4. Are there any favorite books, movies, or TV shows that you enjoy? Feel free to share a few recommendations with your teammates.
5. What is one interesting or memorable travel experience you've had? It could be an adventure, a cultural immersion, or simply a unique encounter that left a lasting impression. Share a brief description with your teammates.
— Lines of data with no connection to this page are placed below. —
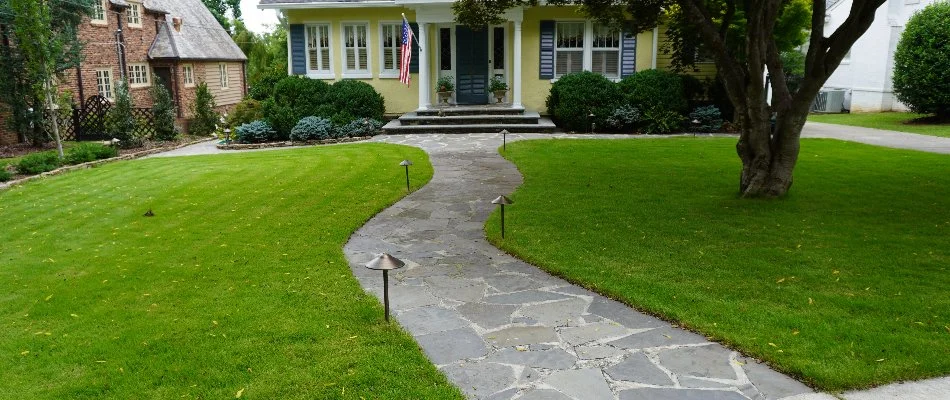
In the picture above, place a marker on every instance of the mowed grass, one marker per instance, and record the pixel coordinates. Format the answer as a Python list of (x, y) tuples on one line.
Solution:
[(237, 286), (843, 284), (893, 121)]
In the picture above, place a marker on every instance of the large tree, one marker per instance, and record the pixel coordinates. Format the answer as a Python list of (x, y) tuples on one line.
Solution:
[(768, 155)]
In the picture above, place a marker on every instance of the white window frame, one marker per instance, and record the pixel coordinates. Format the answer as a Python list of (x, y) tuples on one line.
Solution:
[(584, 49), (319, 73), (100, 82), (188, 75), (99, 7), (139, 75), (396, 50), (223, 75), (357, 73), (137, 16)]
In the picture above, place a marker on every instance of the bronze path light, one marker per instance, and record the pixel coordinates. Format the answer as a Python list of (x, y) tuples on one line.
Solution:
[(385, 262), (407, 163), (502, 201)]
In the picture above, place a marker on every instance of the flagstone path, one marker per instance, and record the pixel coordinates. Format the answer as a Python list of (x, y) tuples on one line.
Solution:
[(500, 328)]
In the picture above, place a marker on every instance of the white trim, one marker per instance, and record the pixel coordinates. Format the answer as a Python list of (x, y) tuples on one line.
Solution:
[(388, 73), (356, 73)]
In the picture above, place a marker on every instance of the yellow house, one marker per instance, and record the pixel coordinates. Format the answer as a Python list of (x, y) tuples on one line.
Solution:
[(360, 39)]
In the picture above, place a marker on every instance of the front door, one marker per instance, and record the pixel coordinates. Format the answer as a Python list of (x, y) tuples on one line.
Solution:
[(471, 85)]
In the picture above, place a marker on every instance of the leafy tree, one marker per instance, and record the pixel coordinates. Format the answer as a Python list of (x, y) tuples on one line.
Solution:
[(768, 156), (205, 118), (33, 51), (922, 62), (163, 108)]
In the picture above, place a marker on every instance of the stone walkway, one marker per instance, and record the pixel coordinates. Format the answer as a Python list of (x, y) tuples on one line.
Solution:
[(500, 328)]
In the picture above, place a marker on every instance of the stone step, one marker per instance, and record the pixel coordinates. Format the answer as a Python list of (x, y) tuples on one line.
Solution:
[(544, 125), (472, 110), (529, 117)]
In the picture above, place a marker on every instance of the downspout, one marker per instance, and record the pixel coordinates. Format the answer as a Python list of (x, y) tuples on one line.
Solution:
[(656, 41)]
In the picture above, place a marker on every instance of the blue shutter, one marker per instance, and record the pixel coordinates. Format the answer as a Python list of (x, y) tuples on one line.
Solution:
[(547, 50), (298, 49), (414, 62), (628, 54)]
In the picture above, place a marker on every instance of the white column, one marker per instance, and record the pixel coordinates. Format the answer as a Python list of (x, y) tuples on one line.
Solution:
[(516, 80), (423, 67)]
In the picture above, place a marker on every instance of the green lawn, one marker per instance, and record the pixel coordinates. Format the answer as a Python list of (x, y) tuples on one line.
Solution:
[(843, 284), (237, 285), (894, 121)]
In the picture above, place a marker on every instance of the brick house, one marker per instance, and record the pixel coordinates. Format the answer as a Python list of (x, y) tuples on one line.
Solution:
[(178, 41)]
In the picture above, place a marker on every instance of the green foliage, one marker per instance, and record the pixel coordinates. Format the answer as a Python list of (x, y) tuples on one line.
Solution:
[(357, 99), (121, 123), (575, 96), (163, 108), (445, 84), (38, 163), (312, 128), (204, 116), (654, 89), (624, 119), (922, 62), (706, 119), (248, 110), (658, 121), (87, 151), (254, 132)]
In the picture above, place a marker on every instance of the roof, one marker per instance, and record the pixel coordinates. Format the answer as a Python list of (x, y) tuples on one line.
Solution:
[(201, 36)]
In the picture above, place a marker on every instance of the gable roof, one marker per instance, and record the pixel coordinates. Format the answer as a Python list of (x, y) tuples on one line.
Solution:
[(201, 36)]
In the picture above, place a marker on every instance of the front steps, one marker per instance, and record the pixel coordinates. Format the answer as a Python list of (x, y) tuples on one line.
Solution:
[(470, 119)]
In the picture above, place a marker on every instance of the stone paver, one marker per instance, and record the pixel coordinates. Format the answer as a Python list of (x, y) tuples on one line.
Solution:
[(503, 329)]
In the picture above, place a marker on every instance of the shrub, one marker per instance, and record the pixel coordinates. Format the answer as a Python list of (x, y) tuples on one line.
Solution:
[(205, 118), (358, 99), (575, 96), (247, 111), (655, 89), (121, 123), (37, 163), (163, 108), (624, 118), (922, 62), (360, 127), (660, 121), (86, 152), (706, 119), (312, 128), (254, 132)]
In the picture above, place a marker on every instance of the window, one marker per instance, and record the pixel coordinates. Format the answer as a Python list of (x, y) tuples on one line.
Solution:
[(606, 52), (98, 15), (318, 49), (355, 49), (568, 48), (188, 71), (104, 83), (392, 49), (135, 15), (223, 74), (138, 75)]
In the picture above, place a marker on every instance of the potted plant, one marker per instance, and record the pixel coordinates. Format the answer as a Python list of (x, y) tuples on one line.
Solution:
[(445, 86), (499, 87)]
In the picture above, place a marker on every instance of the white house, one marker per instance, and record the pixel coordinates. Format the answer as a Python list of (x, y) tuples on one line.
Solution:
[(867, 71)]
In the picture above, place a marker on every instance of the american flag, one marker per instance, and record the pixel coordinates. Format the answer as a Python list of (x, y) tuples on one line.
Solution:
[(406, 53)]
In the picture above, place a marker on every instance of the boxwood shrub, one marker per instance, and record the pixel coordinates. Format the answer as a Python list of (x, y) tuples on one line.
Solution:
[(575, 96)]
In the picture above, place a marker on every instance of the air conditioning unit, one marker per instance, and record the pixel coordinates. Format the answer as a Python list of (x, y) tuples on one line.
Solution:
[(829, 101)]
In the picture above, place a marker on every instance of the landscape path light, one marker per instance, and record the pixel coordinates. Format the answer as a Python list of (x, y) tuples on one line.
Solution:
[(502, 201), (385, 262)]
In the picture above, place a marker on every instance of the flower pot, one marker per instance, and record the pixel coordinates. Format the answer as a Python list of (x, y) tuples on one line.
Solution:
[(444, 97), (500, 95)]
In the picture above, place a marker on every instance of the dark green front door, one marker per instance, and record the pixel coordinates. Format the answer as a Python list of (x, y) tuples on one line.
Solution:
[(471, 85)]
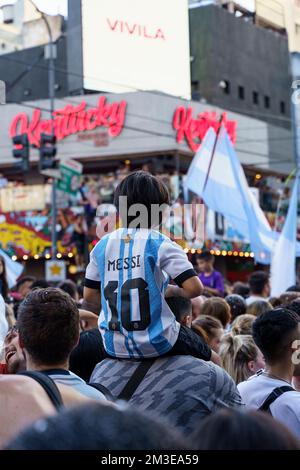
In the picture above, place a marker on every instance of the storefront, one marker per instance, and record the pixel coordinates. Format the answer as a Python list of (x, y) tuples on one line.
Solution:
[(110, 135)]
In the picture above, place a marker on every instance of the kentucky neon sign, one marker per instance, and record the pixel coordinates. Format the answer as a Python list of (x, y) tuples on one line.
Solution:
[(71, 120), (193, 130)]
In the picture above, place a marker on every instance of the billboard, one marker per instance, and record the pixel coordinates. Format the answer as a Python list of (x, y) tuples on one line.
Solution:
[(131, 45)]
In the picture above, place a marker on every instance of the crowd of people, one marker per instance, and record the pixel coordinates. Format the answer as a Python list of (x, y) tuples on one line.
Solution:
[(152, 354)]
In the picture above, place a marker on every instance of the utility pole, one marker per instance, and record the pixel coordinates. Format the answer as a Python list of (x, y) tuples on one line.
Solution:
[(50, 55)]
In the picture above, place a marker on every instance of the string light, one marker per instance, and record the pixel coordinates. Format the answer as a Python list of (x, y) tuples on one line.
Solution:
[(73, 269)]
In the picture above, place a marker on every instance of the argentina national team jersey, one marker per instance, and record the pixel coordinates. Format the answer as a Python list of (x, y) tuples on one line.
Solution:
[(132, 268)]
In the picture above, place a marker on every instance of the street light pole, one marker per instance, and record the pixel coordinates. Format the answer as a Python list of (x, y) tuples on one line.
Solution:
[(51, 84)]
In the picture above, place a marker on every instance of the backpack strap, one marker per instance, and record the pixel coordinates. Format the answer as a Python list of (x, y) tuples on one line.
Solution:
[(108, 395), (136, 379), (277, 392), (48, 385)]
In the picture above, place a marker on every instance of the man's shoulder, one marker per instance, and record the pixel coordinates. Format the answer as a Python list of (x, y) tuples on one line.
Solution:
[(184, 362)]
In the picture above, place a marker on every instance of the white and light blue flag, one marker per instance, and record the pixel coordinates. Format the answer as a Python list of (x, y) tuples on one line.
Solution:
[(283, 266), (228, 193)]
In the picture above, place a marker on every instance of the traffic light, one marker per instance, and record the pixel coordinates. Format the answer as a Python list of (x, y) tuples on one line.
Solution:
[(21, 150), (47, 151)]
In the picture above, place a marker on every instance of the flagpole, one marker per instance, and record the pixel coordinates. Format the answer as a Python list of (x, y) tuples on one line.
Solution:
[(213, 152)]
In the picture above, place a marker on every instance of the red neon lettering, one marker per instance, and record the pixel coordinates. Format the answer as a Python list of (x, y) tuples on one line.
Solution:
[(135, 29), (71, 120), (112, 26), (130, 30), (194, 130)]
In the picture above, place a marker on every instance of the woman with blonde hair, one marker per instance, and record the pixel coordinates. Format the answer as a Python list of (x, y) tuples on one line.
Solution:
[(259, 307), (210, 329), (240, 356), (242, 325)]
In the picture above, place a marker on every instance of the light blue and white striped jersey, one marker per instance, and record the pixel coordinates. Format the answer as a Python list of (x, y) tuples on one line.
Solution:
[(132, 268)]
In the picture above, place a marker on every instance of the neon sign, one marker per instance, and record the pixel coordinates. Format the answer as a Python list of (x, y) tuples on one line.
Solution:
[(193, 130), (71, 120)]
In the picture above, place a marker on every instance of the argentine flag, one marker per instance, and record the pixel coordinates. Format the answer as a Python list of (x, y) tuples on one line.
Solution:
[(13, 269), (228, 193), (283, 268)]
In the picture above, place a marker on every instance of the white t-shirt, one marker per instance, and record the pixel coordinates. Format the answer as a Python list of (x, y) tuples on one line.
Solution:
[(285, 408), (3, 323)]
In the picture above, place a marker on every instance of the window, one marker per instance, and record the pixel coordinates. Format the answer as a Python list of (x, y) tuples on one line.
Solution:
[(241, 90), (267, 102), (282, 107), (255, 97)]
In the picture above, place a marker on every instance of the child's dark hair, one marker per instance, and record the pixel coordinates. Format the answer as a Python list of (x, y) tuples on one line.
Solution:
[(141, 187)]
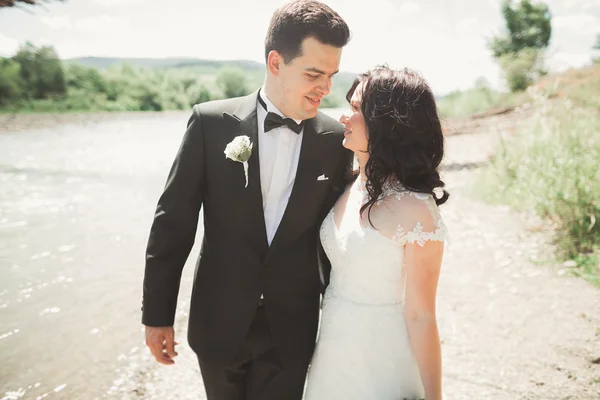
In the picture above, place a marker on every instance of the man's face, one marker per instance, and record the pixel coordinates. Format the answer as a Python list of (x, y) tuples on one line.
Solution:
[(303, 82)]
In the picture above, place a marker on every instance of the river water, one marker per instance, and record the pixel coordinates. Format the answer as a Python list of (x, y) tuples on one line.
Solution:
[(76, 204)]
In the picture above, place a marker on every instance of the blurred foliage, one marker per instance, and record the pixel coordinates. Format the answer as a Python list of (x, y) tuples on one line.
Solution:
[(522, 68), (520, 49), (550, 166), (35, 79)]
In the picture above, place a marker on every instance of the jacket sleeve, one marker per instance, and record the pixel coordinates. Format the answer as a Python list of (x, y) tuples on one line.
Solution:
[(174, 227)]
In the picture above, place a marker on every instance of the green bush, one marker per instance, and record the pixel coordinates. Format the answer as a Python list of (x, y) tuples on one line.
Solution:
[(522, 68), (552, 168)]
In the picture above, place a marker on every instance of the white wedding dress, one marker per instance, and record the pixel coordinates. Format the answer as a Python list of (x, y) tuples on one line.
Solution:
[(363, 350)]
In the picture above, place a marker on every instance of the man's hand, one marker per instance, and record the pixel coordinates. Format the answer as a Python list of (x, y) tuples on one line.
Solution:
[(161, 342)]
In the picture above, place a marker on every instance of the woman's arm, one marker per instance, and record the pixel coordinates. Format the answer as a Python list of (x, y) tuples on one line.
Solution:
[(422, 266)]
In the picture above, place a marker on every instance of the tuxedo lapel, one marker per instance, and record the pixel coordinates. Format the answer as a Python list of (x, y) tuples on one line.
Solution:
[(294, 220), (244, 122)]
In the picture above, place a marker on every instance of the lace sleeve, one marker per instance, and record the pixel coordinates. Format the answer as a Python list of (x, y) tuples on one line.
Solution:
[(409, 218)]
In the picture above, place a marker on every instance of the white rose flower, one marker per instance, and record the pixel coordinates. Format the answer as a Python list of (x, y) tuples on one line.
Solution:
[(240, 150)]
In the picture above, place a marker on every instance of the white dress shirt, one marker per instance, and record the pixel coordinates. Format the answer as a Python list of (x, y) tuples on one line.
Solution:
[(278, 155)]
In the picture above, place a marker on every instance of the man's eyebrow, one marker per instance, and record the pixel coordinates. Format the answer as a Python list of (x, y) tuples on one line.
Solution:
[(318, 71)]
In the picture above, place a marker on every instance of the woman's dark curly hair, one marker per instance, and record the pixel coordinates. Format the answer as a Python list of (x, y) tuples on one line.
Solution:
[(405, 139)]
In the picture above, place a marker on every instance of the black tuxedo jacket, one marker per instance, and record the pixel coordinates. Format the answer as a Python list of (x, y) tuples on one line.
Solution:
[(236, 264)]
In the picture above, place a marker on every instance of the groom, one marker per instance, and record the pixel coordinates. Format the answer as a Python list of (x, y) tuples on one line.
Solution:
[(255, 301)]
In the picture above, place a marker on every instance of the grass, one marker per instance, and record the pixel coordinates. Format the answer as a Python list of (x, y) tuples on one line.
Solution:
[(552, 167)]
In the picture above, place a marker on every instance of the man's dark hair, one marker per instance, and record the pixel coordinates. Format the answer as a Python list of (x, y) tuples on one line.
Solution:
[(300, 19)]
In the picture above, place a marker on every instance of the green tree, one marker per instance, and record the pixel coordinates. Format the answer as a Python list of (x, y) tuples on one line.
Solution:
[(199, 94), (520, 49), (41, 71), (528, 25), (11, 84), (233, 82), (80, 77)]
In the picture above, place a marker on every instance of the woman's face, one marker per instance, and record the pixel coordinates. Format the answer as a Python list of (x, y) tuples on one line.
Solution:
[(355, 135)]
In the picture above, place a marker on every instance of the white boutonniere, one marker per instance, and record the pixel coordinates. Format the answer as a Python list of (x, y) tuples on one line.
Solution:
[(240, 150)]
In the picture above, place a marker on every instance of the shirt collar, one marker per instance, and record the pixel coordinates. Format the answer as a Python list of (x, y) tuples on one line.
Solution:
[(271, 107)]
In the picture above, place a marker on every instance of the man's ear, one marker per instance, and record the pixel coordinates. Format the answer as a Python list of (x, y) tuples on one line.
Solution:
[(274, 61)]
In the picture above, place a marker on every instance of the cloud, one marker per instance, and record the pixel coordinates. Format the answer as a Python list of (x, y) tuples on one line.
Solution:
[(8, 46), (61, 22), (580, 24), (105, 24), (467, 26), (562, 60), (409, 8), (117, 3)]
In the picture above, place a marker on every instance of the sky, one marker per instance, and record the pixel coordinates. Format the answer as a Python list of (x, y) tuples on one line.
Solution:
[(445, 40)]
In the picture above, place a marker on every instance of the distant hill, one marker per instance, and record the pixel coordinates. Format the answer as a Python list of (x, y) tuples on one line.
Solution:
[(105, 62), (209, 70)]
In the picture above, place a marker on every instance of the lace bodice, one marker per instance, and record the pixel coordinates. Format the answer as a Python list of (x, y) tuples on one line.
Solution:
[(367, 260)]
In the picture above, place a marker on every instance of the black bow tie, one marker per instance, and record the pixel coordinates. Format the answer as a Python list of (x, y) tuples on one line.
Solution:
[(273, 120)]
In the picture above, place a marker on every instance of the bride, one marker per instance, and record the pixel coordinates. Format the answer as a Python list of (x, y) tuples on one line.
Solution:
[(385, 238)]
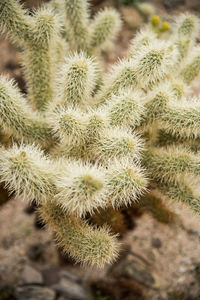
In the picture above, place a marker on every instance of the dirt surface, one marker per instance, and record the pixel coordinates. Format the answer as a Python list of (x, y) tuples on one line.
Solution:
[(158, 261)]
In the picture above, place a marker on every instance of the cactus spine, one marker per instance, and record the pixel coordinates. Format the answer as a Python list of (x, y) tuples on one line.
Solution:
[(82, 143)]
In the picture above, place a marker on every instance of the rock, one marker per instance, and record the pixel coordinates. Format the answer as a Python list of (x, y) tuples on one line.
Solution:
[(172, 4), (70, 276), (36, 252), (135, 269), (30, 276), (70, 289), (131, 17), (7, 293), (156, 243), (193, 4), (32, 292), (51, 275)]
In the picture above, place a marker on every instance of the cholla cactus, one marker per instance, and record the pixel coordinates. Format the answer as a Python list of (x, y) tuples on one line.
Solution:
[(75, 141)]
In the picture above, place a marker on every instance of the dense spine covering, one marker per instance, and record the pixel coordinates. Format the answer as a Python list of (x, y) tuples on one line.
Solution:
[(78, 149)]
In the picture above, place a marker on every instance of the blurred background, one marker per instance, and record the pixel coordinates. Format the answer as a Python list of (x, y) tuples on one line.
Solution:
[(160, 254)]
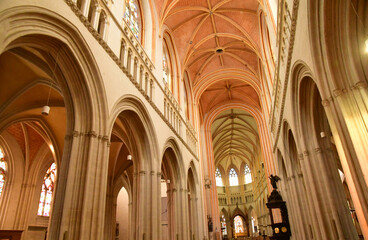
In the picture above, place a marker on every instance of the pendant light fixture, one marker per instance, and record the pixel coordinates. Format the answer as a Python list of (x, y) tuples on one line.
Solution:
[(46, 108)]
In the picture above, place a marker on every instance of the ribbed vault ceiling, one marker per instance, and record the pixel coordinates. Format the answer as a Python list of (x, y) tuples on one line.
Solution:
[(213, 34), (218, 43), (235, 138)]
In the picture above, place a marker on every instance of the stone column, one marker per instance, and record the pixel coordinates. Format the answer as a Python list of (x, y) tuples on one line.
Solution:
[(85, 7), (80, 196), (95, 15), (346, 113)]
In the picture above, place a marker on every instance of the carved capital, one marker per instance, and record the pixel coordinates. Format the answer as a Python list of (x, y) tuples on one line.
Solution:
[(317, 150)]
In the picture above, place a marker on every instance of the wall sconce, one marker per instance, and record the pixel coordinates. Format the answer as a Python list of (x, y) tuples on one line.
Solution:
[(207, 183)]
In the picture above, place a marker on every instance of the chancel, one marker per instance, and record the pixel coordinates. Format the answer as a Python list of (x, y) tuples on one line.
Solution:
[(183, 119)]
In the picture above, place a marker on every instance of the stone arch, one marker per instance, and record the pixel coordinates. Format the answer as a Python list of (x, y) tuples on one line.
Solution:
[(323, 156), (54, 36), (193, 204), (172, 176), (130, 117), (148, 136)]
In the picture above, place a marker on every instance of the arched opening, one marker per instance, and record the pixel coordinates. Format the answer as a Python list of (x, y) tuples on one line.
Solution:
[(31, 135), (170, 182), (338, 215), (126, 160), (133, 17), (240, 228), (122, 226), (192, 205)]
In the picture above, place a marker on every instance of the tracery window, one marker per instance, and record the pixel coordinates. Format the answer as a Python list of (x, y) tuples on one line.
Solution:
[(247, 174), (233, 177), (238, 223), (3, 171), (132, 16), (218, 177), (223, 225), (166, 67), (48, 186)]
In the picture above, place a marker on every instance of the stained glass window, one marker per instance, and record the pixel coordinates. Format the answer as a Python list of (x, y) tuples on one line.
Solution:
[(247, 174), (47, 190), (223, 225), (218, 178), (166, 67), (238, 223), (233, 177), (3, 170), (132, 17)]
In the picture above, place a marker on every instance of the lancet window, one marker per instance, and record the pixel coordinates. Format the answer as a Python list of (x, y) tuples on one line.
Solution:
[(48, 187)]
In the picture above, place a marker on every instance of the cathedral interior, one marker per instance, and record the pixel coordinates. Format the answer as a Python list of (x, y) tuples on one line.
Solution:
[(171, 119)]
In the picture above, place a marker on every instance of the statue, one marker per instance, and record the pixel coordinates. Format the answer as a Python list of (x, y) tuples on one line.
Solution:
[(274, 180)]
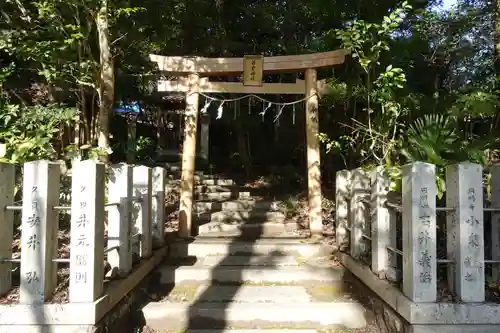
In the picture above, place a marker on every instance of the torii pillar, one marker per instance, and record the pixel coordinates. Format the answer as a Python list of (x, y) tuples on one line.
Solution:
[(313, 153), (189, 157)]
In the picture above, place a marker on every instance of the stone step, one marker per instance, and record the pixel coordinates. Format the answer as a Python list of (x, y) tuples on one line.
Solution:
[(273, 259), (221, 196), (252, 294), (204, 188), (163, 316), (228, 330), (174, 180), (252, 232), (236, 205), (229, 216), (249, 227), (204, 247), (172, 273)]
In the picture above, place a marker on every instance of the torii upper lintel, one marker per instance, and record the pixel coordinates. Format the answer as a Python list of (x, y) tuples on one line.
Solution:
[(227, 66)]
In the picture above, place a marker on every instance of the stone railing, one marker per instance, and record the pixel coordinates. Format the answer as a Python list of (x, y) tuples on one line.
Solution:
[(367, 231), (135, 226)]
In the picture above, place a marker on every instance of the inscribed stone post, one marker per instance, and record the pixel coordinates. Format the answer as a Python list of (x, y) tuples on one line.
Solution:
[(465, 230), (158, 205), (360, 189), (495, 220), (39, 231), (380, 221), (7, 178), (313, 152), (119, 217), (342, 193), (143, 222), (87, 232), (419, 232)]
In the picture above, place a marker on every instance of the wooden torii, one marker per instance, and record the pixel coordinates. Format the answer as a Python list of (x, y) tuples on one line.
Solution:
[(194, 73)]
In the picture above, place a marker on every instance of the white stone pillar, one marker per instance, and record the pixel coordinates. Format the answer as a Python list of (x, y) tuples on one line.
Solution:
[(465, 230), (495, 220), (87, 231), (393, 273), (39, 231), (119, 217), (360, 189), (7, 184), (419, 232), (380, 221), (205, 136), (158, 205), (143, 222), (342, 193)]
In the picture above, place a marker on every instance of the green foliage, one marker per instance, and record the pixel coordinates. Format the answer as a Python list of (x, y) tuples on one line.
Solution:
[(145, 148), (30, 132)]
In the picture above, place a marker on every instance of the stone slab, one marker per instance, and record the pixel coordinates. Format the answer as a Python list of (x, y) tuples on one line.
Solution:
[(276, 259), (259, 215), (228, 330), (255, 294), (222, 196), (228, 274), (177, 315), (246, 227)]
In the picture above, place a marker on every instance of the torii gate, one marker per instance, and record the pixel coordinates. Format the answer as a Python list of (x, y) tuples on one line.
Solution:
[(191, 69)]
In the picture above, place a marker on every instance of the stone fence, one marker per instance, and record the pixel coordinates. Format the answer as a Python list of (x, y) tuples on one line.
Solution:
[(373, 244), (132, 205)]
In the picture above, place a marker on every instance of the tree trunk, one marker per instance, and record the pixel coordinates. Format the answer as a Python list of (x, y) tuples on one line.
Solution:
[(497, 40), (107, 79)]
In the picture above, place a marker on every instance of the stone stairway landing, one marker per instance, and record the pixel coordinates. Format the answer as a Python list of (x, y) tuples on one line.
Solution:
[(265, 284)]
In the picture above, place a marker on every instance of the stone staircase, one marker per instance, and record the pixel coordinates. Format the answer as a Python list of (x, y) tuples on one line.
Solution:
[(221, 206), (248, 271)]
Extract the questions and their answers and respond with JSON adhering to the following protobuf schema:

message QuestionnaireResponse {
  // email address of new employee answering the questions
  string employee_email_address = 1;
  // list of questions answered by the new employee
  repeated TriviaQuestion questions = 2;
}

message TriviaQuestion {
  // true if employee answered the question
  // false if the employee did not answer the question
  bool answered = 1;
  string question = 2;
  string answer = 3;
  // using the question and answer, write a trivia question about the employee but do not include the employee's name. for example, if the question is "What is your favorite baseball team" and the answer is "The New York Yankees" then the trivia question could be "Whose favorite baseball team is the New York Yankees?"
  string trivia_question = 4;
}

Take note of the comment above the trivia_question field:

using the question and answer, write a trivia question about the employee but do not include the employee’s name. for example, if the question is “What is your favorite baseball team” and the answer is “The New York Yankees” then the trivia question could be “Whose favorite baseball team is the New

These comments in the protobuf help steer the model to generate trivia questions for us. Running the code again, the JSON output includes trivia questions that we could ask verbatim:

{
  "employee_email_address": "[email protected]",
  "questions": [
    {
      "question": "What are your hobbies or interests outside of work? Are there any particular activities or hobbies that you enjoy doing in your free time?",
      "answer": "Outside of work, I love exploring ancient ruins in far-flung corners of the world. I'm an avid scuba diver and have even discovered hidden underwater caves.",
      "trivia_question": "Whose hobby includes exploring ancient ruins and discovering hidden underwater caves?"
    },
    {
      "question": "Are there any unique talents or skills that you possess that your teammates might find interesting or helpful?",
      "answer": "I have a knack for mastering exotic languages. Currently, I'm fluent in six languages, including Klingon and Elvish!",
      "trivia_question": "Who is fluent in six languages, including Klingon and Elvish?"
    },
    {
      "question": "What is one thing you would like your teammates to know about you that may not be immediately apparent?",
      "answer": "I'm a passionate salsa dancer and have won several dance competitions. If we ever have a team celebration, you can count on me to bring the dance floor to life!",
      "trivia_question": "Who is a passionate salsa dancer and has won several dance competitions?"
    },
    {
      "question": "Are there any favorite books, movies, or TV shows that you enjoy? Feel free to share a few recommendations with your teammates.",
      "answer": "I'm a big fan of fantasy and adventure. One of my favorite book series is \"The Name of the Wind\" by Patrick Rothfuss. For movies, I highly recommend \"Crouching Tiger, Hidden Dragon\" and \"Indiana Jones and the Last Crusade.\"",
      "trivia_question": "Whose favorite book series includes \"The Name of the Wind\" and favorite movies include \"Crouching Tiger, Hidden Dragon\" and \"Indiana Jones and the Last Crusade?\""
    }
  ]
}

The final result is a structure that can be used by a production system combined with generative capabilities and natural language understanding.